My mother held up a bottle. “I’ve got moisturizer.”
Miss Thelma laughed.
“You think it’s silly, Posey?”
“What’s that, honey?”
“Wanting to look good—at this point?”
“There’s nothing wrong with it, if that’s what you mean.”
“Well, you see, my boys and girls are out there, that’s all. And their little ones. And I wish I could look healthy for them, you know? I don’t like to make ’em fret, seeing me look like some old dishrag.”
My mother rubbed moisturizer on Miss Thelma’s face, making wide circular motions with her palms.
“You could never look like a dishrag,” she said.
“Oh, talk to me, Posey.”
They laughed again.
“I miss them Saturdays, sometimes,” Miss Thelma said. “We had some fun, didn’t we?”
“We did at that,” my mother said.
“We did at that,” Miss Thelma agreed.
She closed her eyes as my mother’s hands did their work.
“Chickadoo, your mama is the best partner I ever had.”
I wasn’t sure what she meant.
“You worked at the beauty parlor?” I said.
My mother grinned.
“Naw,” Miss Thelma said. “I couldn’t make nobody look better if I tried.”

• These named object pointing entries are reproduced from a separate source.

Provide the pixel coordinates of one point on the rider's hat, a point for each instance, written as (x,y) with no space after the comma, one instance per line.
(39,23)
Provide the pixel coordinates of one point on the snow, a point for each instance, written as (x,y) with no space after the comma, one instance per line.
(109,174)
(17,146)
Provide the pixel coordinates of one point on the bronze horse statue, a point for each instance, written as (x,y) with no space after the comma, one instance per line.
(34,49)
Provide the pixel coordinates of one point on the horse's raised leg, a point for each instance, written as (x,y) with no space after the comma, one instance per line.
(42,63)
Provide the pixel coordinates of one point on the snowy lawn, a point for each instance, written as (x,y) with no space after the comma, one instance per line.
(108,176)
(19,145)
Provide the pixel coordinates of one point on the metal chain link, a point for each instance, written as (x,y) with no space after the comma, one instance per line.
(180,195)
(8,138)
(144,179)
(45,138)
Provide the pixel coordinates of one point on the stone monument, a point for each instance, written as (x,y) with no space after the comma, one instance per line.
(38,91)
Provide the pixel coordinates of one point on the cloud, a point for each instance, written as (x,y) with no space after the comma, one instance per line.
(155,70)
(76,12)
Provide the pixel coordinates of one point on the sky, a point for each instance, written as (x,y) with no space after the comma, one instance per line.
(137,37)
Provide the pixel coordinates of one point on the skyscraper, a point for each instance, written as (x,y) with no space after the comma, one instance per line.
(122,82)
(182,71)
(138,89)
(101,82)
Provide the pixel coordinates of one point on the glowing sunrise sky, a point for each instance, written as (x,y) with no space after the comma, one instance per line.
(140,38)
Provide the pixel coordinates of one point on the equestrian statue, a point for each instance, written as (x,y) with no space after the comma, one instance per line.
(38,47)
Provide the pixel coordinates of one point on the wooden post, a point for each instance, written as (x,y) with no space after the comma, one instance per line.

My mother capped the moisturizer bottle and picked up a new jar. She undid the top, and dabbed a small sponge into its contents.
“What?” I said. “I don’t get it.”
She held up the sponge like an artist about to put brush to canvas.
“We cleaned houses together, Charley,” she said.
Upon seeing the look on my face, she waved her fingers dismissively.
“How do you think I put you kids through college?”
BY MY SOPHOMORE YEAR, I’d packed on ten pounds of muscle, and my hitting reflected it. My batting average among college players was in the top fifty in the nation. At my father’s urging, I played in several tournaments which were showcases for professional scouts, older men who sat in the stands with notebooks and cigars. One day, one of them approached us after a game.
“This your boy?” he asked my father.
My father nodded suspiciously. The man had thinning hair and a bulbous nose, and his undershirt was visible through his lightweight sweater.
“I’m with the St. Louis Cardinals organization.”
“That right?” my father said.
I wanted to leap through my skin.
“We may have a spot at catcher, ‘A’ ball.”
“That right?” my father said.
“We’ll keep an eye on your boy, if he’s interested.”
The man sniffed deeply, a wet, noisy sound. He took out a handkerchief and blew his nose.
“The thing is,” my father said, “Pittsburgh has the inside track. They’ve been scouting him for a while.”
The man studied my father’s jaw, which worked over the gum he was chewing.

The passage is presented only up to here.